PEP 768 – Safe external debugger interface for CPython

cfbolz · December 12, 2024, 7:18am

That’s an excellent idea, I’ll go and add that to PyPy, sending the code as an argument. Any ideas for the name of the event? remote_exec maybe?

steve.dower · December 12, 2024, 4:04pm

I’d pick one of the names already being used, so perhaps debugger_script or debugger_pending_call would make sense. (Or PyPy can add pypy.whatever if your names don’t look like those in the PEP.)

gaogaotiantian · December 13, 2024, 1:03am

A great PEP for devtool developers

pdb needs some polishing for this feature of course, and we probably will have a few difficult issues:

Completion won’t work
How can we sync between two processes? Try to read as much as possible from FIFO might not be stable - what if I set a breakpoint which does not hit until 5 seconds later? Can we solve this with both processes run in sync mode (single thread)?

However, that’s future discussion and probably not directly related to this PEP.

I do have a question about the PEP. I believe the new Python interface is part of the PEP, how do we know which thread picks up the injected code? For now, pdb will only stop at the thread where it was brought up so if it’s a multi-thread program, we might not be able to debug the thread we are interested in. Should this be resolved in this PEP or future improvement? I believe it’s not only about pdb, other tools have the similar issue. From the PEP it seems like it’s possible at C-level, but not Python (it’s probably also difficult to specify).

pablogsal · December 13, 2024, 1:20am

Indeed. The scope of the PEP is set up the foundation first and the we can sync on how to adapt PDB to offer a great experience in an issue as that won’t require a full fledged PEP.

I believe the new Python interface is part of the PEP, how do we know which thread picks up the injected code?

Ah I think this has been an oversight of the document. We have access to all the thread states and we can select in which one we want to install the code. You could pass down maybe the TID or any other form of thread ID. I think that we want to offer the possibility of specifying a specific thread but the default should be “whatever thread runs first” to guarantee faster attaching.

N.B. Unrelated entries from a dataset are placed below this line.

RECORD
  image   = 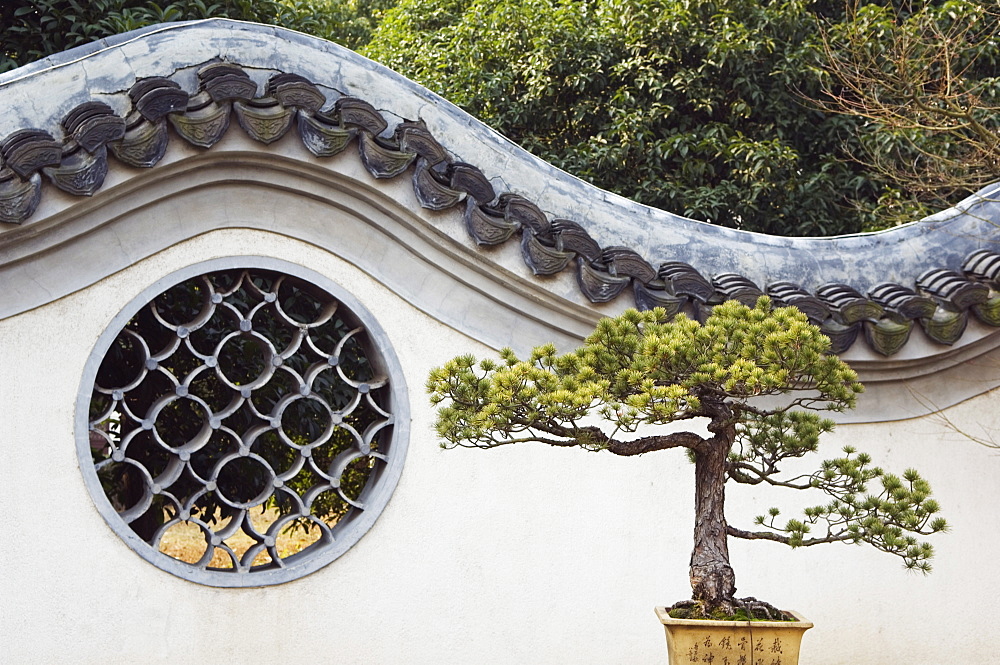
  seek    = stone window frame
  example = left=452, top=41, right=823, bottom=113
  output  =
left=74, top=256, right=410, bottom=588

We will briefly discuss this and we will add this in the next PEP update.

gaogaotiantian · December 13, 2024, 1:39am

Thank you for the explanation, that sounds very reasonable. It might not be easy for users to know the thread ids of a process (unlike pid which is easily accessible). Probably be helpful to at least have an option to trigger on main thread. Anyway, I have no doubt that you’ll come up with a good solution. Looking forward to it!

Zheaoli · December 13, 2024, 3:57am

Hi, Thanks for the great PEP. I think this will help the Python debugger more useful.

But I have a personal thought.

Write control information:

Write a string of Python code to be executed into the debugger_script field in _PyRemoteDebuggerSupport.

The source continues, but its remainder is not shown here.